What is FOMO? FOMO is an acronym for ‘Fear of Missing Out’. FOMO is more than jealously viewing other people’s social media postings with envy, however. In the academic literature, one FOMO definition is that FOMO is ‘as a pervasive apprehension that others might be having rewarding experiences from which one is absent’ (Przybylskia, Murayamab, DeHaanc and Gladwell, 2013).
Organisations and their leaders are suffering from FOMO as they struggle with the promise of AI. Like Alice in Wonderland running on the spot, many business leaders are watching the industry and their competition filled with a sensation that they are not competing in the Red Queen’s Race in artificial intelligence. In the meantime, organisations are living in the reality of daily business. From the business perspective, it can be challenging to get the mix right progressing towards revenue generators and the support to work with data. How can businesses run the race better, and break out of the FOMO race?
Where does FOMO originate?
FOMO originates from unhappiness with the current situation.

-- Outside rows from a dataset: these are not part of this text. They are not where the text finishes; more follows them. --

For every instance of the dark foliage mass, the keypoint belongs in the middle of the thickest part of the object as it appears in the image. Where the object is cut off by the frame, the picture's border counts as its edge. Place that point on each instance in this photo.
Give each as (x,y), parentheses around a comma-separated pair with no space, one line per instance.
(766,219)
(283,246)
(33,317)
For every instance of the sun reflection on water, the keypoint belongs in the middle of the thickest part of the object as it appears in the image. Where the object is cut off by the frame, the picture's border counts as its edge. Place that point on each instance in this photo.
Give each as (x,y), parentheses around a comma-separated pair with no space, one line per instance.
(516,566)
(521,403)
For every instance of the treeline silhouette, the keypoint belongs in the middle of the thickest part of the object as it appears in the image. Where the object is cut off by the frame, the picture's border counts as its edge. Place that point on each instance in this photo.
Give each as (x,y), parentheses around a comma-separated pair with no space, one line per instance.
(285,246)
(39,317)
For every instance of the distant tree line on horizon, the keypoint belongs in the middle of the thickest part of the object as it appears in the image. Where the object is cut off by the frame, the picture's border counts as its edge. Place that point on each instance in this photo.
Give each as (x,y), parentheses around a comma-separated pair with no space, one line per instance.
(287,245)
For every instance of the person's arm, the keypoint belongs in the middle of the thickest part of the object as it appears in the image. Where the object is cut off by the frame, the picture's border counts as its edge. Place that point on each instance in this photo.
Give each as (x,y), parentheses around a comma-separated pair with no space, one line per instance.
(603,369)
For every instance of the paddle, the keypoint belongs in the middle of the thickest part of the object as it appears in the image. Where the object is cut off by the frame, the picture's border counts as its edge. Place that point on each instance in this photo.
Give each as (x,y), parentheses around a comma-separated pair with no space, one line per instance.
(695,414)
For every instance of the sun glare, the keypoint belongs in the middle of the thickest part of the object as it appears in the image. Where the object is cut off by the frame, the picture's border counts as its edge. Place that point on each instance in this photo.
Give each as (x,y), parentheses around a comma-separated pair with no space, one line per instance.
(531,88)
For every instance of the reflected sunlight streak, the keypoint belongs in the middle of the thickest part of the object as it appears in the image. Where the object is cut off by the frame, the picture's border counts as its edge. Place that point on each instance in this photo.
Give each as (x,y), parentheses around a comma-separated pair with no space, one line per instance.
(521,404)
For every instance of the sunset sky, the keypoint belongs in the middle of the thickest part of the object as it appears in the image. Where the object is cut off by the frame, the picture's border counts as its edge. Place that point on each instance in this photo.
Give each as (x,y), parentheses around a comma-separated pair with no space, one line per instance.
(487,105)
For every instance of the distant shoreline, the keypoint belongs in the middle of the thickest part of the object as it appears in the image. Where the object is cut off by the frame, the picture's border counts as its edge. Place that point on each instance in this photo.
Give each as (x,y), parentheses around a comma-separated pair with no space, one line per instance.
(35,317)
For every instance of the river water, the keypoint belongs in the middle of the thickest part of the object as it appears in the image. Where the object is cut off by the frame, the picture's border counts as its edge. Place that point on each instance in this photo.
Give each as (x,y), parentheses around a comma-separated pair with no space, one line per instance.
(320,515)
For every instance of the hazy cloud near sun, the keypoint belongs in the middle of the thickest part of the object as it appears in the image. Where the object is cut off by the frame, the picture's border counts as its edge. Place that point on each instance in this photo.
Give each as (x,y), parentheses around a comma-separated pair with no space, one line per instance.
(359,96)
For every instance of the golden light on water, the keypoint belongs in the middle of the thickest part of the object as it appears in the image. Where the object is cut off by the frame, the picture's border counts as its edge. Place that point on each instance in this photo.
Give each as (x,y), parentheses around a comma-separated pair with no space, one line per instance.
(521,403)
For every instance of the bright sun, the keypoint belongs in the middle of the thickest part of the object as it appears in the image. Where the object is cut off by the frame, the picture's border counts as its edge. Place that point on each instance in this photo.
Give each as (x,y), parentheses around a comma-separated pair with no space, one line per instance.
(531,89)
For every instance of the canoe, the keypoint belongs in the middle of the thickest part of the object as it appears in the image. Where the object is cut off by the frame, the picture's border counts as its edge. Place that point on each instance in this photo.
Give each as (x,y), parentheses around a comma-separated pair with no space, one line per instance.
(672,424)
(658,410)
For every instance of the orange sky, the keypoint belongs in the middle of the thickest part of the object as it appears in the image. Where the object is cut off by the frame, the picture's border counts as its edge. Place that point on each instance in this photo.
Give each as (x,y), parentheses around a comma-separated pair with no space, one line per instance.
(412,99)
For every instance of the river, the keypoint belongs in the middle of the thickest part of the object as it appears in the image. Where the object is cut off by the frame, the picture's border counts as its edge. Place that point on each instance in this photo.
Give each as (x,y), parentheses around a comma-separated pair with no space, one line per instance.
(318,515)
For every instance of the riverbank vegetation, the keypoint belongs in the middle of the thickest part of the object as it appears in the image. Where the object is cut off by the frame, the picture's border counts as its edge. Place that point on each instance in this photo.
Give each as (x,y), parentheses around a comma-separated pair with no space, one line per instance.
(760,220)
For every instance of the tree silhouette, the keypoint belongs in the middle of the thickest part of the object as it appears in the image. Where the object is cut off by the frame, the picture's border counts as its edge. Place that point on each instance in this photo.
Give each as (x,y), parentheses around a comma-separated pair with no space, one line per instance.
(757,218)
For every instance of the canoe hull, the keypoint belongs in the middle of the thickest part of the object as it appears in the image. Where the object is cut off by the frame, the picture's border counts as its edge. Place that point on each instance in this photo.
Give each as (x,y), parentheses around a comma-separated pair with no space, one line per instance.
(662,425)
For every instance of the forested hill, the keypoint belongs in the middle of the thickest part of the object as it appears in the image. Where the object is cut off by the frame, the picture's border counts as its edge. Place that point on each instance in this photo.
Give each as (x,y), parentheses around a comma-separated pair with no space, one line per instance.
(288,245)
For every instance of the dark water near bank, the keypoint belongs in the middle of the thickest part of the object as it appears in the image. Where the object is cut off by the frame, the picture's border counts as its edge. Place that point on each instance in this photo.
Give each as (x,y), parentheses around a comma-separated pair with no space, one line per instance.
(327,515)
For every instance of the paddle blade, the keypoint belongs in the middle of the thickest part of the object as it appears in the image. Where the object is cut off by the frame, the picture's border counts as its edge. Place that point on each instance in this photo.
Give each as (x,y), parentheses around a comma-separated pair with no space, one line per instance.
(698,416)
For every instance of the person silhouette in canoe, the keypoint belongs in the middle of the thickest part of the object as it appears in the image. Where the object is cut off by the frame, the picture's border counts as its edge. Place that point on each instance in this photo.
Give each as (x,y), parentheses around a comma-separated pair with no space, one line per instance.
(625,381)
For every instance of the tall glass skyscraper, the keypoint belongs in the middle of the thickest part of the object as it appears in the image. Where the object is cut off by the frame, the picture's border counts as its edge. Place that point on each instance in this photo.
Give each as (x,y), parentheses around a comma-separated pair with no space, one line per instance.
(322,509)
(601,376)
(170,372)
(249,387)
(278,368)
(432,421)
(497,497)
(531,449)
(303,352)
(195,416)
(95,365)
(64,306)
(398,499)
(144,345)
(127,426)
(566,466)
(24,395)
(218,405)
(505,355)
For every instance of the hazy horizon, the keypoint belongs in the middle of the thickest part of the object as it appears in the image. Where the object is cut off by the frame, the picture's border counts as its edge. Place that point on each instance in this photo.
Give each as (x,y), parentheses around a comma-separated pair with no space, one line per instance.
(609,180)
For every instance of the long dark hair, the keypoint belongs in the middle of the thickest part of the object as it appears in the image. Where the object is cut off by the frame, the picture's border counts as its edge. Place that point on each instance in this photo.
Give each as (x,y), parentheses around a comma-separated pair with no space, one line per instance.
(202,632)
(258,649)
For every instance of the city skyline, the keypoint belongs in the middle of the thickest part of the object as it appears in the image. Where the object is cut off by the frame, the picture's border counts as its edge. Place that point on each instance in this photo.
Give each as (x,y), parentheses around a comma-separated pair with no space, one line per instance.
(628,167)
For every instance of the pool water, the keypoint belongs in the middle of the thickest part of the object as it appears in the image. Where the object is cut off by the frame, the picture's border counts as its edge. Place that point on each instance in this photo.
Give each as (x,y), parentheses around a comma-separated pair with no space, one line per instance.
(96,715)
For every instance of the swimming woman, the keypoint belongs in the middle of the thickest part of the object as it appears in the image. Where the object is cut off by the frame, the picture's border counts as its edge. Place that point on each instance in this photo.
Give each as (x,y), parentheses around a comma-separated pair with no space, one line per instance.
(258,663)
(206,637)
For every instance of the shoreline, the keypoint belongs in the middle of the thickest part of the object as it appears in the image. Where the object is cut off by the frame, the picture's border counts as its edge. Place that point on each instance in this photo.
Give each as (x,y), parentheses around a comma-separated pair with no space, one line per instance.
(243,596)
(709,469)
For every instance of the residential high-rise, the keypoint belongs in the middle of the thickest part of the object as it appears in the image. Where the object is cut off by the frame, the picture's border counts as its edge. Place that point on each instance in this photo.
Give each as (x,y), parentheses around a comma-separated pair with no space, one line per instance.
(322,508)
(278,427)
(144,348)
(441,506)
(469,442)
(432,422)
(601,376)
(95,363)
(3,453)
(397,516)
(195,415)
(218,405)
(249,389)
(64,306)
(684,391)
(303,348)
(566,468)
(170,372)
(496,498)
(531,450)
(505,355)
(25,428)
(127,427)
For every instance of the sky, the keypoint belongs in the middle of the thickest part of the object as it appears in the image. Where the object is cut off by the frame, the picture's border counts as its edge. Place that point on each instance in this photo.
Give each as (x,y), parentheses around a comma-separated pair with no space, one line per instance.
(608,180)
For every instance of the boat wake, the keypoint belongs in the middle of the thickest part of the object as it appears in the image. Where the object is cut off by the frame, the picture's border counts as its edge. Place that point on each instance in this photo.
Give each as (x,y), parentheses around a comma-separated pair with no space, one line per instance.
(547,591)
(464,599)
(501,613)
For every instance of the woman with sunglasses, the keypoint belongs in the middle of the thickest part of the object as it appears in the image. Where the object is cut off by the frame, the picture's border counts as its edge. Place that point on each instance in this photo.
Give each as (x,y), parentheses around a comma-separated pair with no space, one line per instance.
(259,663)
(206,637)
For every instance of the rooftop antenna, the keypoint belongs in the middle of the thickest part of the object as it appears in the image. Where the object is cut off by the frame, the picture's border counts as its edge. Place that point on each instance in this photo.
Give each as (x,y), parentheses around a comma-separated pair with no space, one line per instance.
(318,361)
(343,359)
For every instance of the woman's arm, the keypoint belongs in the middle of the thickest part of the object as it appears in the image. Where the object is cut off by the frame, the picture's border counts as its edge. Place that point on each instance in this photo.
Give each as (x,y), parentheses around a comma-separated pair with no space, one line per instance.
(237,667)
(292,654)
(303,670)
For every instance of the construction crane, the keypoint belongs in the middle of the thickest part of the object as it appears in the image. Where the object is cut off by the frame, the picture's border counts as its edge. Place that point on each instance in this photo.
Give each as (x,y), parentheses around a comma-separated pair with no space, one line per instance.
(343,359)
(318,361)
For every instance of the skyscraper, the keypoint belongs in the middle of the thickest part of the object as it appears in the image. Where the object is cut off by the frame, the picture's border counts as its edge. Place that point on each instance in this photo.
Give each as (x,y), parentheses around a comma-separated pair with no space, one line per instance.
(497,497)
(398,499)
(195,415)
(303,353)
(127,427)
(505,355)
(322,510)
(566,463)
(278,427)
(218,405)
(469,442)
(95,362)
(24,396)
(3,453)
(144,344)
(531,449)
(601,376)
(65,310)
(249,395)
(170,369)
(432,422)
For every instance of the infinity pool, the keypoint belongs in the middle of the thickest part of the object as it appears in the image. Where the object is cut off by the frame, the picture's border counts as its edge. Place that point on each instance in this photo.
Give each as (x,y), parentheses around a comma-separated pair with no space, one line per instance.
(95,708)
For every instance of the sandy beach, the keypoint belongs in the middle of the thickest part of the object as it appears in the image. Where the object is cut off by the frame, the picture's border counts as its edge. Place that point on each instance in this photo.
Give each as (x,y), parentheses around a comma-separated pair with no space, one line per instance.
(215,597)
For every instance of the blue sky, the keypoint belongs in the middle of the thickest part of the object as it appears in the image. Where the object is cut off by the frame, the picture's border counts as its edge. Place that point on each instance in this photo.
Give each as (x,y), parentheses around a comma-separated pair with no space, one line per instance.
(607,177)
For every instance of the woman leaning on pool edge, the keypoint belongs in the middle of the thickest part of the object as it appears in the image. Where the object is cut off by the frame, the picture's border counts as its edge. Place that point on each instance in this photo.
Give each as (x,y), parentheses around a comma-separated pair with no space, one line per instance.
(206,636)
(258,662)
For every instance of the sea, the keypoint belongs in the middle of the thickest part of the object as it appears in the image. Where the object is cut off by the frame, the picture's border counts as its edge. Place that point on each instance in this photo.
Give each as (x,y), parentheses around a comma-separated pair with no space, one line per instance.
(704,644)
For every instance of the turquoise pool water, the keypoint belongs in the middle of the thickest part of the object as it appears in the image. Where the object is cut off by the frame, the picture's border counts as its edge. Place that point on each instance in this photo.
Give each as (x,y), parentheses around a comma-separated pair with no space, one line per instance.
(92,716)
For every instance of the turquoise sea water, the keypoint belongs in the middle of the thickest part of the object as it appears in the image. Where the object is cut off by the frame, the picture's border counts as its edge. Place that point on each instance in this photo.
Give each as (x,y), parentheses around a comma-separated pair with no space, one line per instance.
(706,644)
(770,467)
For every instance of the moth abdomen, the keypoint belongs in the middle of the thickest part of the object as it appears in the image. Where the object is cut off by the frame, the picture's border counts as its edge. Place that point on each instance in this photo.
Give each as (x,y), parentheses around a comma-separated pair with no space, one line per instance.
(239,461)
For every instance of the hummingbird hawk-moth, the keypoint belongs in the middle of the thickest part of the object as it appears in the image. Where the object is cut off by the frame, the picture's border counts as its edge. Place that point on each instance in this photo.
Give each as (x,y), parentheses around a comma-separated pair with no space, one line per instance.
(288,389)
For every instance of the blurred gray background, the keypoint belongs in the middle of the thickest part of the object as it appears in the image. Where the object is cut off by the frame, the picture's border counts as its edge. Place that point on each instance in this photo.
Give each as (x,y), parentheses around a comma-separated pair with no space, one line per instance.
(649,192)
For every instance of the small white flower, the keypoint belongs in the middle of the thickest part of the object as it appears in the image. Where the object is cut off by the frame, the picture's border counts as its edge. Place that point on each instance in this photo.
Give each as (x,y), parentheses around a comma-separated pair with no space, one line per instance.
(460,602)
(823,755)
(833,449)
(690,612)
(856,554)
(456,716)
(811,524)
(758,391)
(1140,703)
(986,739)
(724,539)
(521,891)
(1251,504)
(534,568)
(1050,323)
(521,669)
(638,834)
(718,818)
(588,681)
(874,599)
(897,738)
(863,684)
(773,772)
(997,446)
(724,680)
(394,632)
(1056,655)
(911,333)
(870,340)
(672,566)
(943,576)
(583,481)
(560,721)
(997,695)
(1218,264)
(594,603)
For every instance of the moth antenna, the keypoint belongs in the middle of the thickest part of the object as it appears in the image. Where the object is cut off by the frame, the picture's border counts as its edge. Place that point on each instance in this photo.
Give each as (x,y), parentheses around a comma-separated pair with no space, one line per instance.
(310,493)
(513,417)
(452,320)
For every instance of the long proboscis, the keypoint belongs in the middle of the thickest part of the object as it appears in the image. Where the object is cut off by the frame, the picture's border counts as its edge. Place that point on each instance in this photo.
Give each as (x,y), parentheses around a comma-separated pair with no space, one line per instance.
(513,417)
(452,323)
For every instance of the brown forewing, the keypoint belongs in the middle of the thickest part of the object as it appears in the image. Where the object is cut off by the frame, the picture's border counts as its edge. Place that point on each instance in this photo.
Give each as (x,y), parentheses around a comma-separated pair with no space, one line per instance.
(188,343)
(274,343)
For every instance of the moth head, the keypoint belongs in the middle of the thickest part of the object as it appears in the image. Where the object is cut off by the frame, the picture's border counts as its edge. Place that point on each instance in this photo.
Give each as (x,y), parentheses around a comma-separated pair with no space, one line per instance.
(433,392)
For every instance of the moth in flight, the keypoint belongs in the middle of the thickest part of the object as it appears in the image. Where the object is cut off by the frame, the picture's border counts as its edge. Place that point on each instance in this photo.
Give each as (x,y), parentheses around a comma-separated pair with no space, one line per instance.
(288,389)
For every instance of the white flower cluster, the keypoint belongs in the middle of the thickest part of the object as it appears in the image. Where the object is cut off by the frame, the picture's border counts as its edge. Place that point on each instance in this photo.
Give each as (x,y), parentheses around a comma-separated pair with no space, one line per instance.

In the world of data, the cause may be due to the organisation’s current state of data quality, data governance, or due to the inability of the business to get the data that they need.
Leaders need to play the role of ‘setting the example’ in the business. They need to show they can take charge of wrestling value from data while moving towards wringing profit from Artificial Intelligence. This issue leaves leaders with a conundrum: how is it possible to provide ‘business as usual’ to a high standard, while fulfilling shareholder or Board expectations about incorporating Artificial Intelligence into the business roadmap?
Look inward as well as outward
One characteristic of FOMO is that sufferers tend to look outward and perform comparisons. It is normal to perform competitive intelligence and compare your organisation against the success of other people. Another possibility is that departments are comparing themselves against each other.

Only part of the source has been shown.